Avec Boris Loder, le Luxembourgeois, on découvre la socio-géographie de Particles qui reconstruit des espaces, en les compactant. Chaque cube est composé d’objets collectés dans un lieu spécifique du Luxembourg : parking, rue, friche industrielle… La série explore ce que ces objets révèlent de l’histoire du lieu, de sa raison d’être et de son usage réel. Une belle surprise.
Avec God's Will, l'Ukrainien Viacheslav Poliakov sort de leurs contextes des représentations de l'espace publique, avec un bonheur constant. Il s’intéresse à la manière dont cet espace spécifique fait face à la mondialisation depuis la chute de l’Union soviétique. Les objets qui composent cet espace public sont en fait créés par des interactions accidentelles entre des personnes ne partageant rien, par des erreurs, par des destructions ou encore par la végétation elle-même. En définitif, tout résulte de la volonté divine… Mais pas que ( faut pas déconner !)
Une Pologne assez inattendue se dévoile avec les clichés de la série Sisters de Lukasz Wierzbowski qui photographie Ania et Magda, ses deux nièces, à peine plus jeunes que lui. Lukasz devait avoir dix ans lorsqu’il a commencé à les photographier. Depuis, elles n’ont cessé de poser et de se mettre en scène devant son objectif. Qu’elles soient seules, avec Michal, le petit ami d’Ania, ou avec leur chien Stanley, leur proximité et leur relation ambiguë transparaissent dans chaque cliché. Pour le moins.

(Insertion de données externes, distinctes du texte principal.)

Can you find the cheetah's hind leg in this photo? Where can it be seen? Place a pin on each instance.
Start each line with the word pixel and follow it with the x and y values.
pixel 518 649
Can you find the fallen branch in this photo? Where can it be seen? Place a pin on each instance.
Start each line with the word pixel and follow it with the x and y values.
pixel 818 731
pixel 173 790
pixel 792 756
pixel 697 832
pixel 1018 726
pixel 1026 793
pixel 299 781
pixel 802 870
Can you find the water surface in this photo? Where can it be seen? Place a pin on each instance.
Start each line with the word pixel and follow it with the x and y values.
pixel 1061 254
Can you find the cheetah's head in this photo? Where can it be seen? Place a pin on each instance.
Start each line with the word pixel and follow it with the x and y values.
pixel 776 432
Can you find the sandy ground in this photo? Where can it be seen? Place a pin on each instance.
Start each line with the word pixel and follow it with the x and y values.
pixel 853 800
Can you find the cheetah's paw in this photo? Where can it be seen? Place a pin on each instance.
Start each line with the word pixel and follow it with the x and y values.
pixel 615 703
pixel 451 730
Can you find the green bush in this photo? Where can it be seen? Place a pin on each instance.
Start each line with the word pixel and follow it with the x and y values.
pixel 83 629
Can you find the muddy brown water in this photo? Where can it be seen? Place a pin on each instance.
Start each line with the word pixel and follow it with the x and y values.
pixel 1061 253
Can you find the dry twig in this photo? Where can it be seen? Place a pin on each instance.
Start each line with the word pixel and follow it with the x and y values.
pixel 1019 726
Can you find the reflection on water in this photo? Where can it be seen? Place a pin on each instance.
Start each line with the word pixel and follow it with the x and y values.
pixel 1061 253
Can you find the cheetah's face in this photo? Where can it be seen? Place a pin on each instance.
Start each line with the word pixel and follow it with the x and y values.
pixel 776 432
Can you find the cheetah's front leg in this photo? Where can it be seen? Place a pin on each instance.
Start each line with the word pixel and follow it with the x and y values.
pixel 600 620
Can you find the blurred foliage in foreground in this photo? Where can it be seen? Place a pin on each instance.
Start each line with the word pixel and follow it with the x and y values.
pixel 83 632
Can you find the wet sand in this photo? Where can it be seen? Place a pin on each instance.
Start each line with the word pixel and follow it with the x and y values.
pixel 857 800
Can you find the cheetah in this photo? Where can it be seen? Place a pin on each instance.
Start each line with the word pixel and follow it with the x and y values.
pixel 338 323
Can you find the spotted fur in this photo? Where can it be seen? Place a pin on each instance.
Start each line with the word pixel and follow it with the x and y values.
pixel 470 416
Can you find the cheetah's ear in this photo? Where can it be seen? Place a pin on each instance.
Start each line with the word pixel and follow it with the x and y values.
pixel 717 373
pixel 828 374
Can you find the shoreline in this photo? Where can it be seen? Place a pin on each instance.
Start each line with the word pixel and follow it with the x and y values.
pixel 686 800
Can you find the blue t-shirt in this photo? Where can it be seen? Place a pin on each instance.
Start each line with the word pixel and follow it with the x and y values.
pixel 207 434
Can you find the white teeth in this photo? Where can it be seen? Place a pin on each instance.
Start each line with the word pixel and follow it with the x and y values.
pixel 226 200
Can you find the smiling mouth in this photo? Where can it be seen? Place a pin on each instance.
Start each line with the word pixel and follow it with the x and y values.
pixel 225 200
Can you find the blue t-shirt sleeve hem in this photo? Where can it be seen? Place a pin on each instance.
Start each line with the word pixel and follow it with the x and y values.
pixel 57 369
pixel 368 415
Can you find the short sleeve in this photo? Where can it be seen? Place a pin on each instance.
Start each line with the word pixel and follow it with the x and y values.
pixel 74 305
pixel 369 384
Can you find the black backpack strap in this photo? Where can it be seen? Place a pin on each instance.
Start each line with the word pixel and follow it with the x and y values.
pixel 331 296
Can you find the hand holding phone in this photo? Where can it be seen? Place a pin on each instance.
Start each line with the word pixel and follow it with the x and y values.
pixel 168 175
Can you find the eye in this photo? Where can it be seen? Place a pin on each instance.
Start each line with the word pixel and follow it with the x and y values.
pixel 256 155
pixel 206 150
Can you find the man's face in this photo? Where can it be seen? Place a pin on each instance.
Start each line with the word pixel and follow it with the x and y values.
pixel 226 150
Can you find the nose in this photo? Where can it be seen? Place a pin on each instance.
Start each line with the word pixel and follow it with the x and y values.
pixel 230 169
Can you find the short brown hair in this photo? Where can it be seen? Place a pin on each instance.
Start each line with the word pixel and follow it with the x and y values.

Voilà ma sélection réduite et un autre angle pour assister au festival avec les Rencontres Fetart et leurs explications/rencontres à la découverte de port-folio d'artistes présents. On pourra aussi se faire tirer le portait sur place en se rendant au Studio Photo, ouvert les week-end. On viendra aussi avec sa progéniture lui faire visiter l'expo mise à sa hauteur à Little Circulation(s) . Enfin, début mai, on pourra assister à des rencontres/ conférences pour le Salon de la Photo. Quelques raisons d'aller au 104, et même d'y retourner, car d'autres événements ont lieu en même temps. Ave ou sans rapport … Anyway, ça circule et c'est bien le but du jeu.